Even though I know it’s made from a record of spills, which are potentially yucky, I really love this as an image – makes me think of those photographs you see of Japanese cherry blossom against the sky….Lydia has taken something a bit gross and made an arresting image out of it. Hopefully I can do something similar with less gross starting material…?

Spills Map - Walking the City (300 x 150cm) Mixed Media on Canvas

Spills Map – Walking the City (300 x 150cm) Mixed Media on Canvas

As well as these, I enjoyed reading Lydia’s recent article on #WeAreOCA – “Slow observation – Time and slowing down to notice in Creative Arts” – posted 28/3/20 – and the articles and extracts to which she refers – I have to say I was really sad and even sent the Rebecca Solnit “Finding Time” article out to my family as a bit of food for thought in lockdown – hey, once a teacher, always a teacher…..

Lydia – Now what?

I have found that, walking the same walk day after day as my husband and I have been over the past few weeks, we notice something different every day, whether it be a different butterfly, a leaf which has unfurled, or a rock which has been partially uncovered by the dropping of the river (hasn’t rained here for quite a bit now). Gilbert White in his Natural History of Selborne (1789) – my copy was edited in 2013 and published by OUP – argues that, if you really want to understand the natural history of a place, you need to visit it every day and look – and I would extend this and say that, if you want to know the essence of a place, you have to do the same.

I am fascinated by lichens, which abound in the wood. I know you’re not meant to pick them, but you are allowed to collect them if they’ve fallen, which serendipitously some had on old branches, so I brought some home. I wanted to experiment with some Beard lichen, to see if I could actually draw Beard lichen using the very same lichen – Lydia creates some of her images with material collected on her walks.

It actually turned out trickier than I thought as the paint and ink I used didn’t really get absorbed in the same way as, say, paint on a brush, so the marks were quite blobby, but I had a play to see what I could do with it.
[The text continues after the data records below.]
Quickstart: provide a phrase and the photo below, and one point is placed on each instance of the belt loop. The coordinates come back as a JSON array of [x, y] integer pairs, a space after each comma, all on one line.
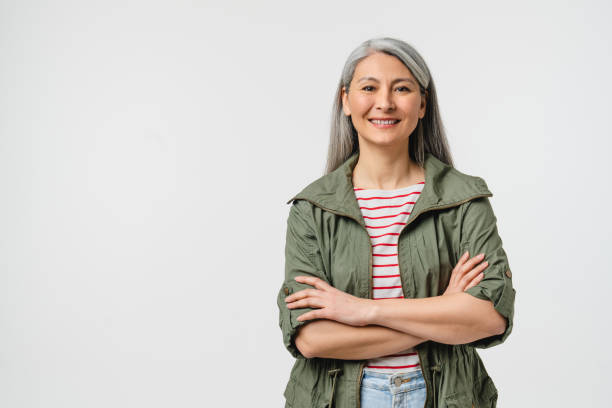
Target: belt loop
[[333, 372], [436, 369]]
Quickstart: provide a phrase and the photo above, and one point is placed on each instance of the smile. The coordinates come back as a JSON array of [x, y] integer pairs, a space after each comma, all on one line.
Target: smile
[[384, 123]]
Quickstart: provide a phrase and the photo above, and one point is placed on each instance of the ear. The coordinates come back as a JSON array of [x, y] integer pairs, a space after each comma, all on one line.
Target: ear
[[345, 105], [423, 105]]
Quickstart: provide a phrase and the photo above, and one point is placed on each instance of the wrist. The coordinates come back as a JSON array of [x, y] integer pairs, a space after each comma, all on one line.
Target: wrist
[[371, 311]]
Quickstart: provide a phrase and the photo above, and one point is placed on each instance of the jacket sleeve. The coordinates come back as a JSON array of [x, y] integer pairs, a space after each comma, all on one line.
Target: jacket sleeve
[[302, 257], [479, 234]]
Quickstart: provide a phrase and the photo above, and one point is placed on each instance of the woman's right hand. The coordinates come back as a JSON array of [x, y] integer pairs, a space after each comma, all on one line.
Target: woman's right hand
[[466, 274]]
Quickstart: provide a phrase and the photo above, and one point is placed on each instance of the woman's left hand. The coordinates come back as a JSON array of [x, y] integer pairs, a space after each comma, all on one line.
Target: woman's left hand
[[329, 303]]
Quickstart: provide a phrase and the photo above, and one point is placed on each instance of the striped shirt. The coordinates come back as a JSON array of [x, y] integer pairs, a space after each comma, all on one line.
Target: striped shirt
[[385, 213]]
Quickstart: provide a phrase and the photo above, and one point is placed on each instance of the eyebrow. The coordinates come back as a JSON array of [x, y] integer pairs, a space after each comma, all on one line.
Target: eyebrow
[[392, 82]]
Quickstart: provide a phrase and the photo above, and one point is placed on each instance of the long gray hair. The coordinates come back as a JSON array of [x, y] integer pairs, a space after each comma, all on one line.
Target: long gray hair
[[429, 135]]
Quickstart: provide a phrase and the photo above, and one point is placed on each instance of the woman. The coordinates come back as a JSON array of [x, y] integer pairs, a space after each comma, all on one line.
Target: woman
[[382, 305]]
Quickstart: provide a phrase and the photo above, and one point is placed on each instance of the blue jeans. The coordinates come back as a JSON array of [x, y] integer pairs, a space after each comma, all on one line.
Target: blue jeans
[[403, 390]]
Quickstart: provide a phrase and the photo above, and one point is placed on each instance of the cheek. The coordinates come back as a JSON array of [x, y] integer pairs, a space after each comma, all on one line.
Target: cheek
[[360, 106]]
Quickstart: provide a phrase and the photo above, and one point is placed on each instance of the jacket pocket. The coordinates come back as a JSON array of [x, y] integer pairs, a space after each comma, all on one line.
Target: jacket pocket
[[484, 395], [298, 396]]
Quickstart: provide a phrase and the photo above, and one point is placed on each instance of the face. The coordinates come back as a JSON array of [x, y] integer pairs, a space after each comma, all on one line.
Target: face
[[383, 88]]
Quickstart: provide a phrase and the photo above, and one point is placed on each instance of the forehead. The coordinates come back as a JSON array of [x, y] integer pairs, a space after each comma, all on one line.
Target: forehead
[[381, 66]]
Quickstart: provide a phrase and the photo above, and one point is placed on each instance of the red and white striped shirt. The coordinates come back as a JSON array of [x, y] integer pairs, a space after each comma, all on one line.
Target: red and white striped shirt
[[385, 213]]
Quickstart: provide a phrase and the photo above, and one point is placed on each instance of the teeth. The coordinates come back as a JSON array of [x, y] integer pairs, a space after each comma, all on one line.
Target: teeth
[[384, 122]]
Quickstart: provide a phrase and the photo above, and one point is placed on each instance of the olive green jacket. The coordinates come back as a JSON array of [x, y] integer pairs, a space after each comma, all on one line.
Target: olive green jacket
[[327, 238]]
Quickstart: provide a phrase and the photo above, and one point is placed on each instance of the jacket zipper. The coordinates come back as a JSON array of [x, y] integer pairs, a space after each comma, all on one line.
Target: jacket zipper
[[362, 364]]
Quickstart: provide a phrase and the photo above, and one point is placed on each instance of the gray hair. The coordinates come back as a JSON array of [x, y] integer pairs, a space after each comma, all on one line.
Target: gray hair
[[429, 135]]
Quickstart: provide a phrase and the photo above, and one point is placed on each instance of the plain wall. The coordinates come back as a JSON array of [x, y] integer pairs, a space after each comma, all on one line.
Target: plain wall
[[148, 148]]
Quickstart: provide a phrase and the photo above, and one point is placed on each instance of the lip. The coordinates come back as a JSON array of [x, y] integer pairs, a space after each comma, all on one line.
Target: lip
[[380, 126]]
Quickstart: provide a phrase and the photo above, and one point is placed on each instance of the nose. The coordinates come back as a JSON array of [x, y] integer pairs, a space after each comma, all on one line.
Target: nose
[[384, 100]]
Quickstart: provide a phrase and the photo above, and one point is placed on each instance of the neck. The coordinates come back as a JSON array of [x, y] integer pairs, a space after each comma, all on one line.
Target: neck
[[386, 169]]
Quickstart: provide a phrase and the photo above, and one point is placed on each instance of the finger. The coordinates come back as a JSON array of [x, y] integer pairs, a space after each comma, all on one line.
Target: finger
[[307, 302], [474, 272], [461, 261], [464, 258], [313, 314], [475, 281], [456, 272], [313, 281], [472, 262], [301, 294]]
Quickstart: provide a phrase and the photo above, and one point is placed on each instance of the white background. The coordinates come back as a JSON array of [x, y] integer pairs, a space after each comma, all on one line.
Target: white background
[[147, 150]]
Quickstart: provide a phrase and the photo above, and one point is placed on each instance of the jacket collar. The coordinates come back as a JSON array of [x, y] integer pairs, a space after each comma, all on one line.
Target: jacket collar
[[444, 187]]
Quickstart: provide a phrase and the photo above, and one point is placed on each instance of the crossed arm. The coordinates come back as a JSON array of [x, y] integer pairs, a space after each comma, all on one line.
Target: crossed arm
[[348, 327]]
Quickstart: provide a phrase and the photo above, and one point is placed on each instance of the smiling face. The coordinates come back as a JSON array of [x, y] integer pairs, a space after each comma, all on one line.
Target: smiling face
[[383, 88]]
Light touch was best, and the ideal part for actually drawing were the tiny stem and branches – yes they are tiny, and I didn’t even realise they were there at first, but they’re surprisingly sturdy and resilient.

Next, I had a go at drawing a small rock sculpture on the little beach halfway up the river, which I had made every day right on the water’s edge, and was remaking every day if it had been disturbed by other walkers (or more likely their dogs), wild animals, or changes in the river flow. In Part 1 of the course my favourite medium had been ink and a stick, so I took a suitable stick home from the woods, cracked out the ink (Daler Rowney acrylic ink, Blue, and Pebeo Colorex ink, Tabac) and had a go. I was really surprised at the variety of colour I could conjure up with just these two inks in differing quantities, and greatly enjoyed being back at work with a stick – as a drawing tool it takes some beating, it offers such a range of marks depending on how you hold it and which part you use.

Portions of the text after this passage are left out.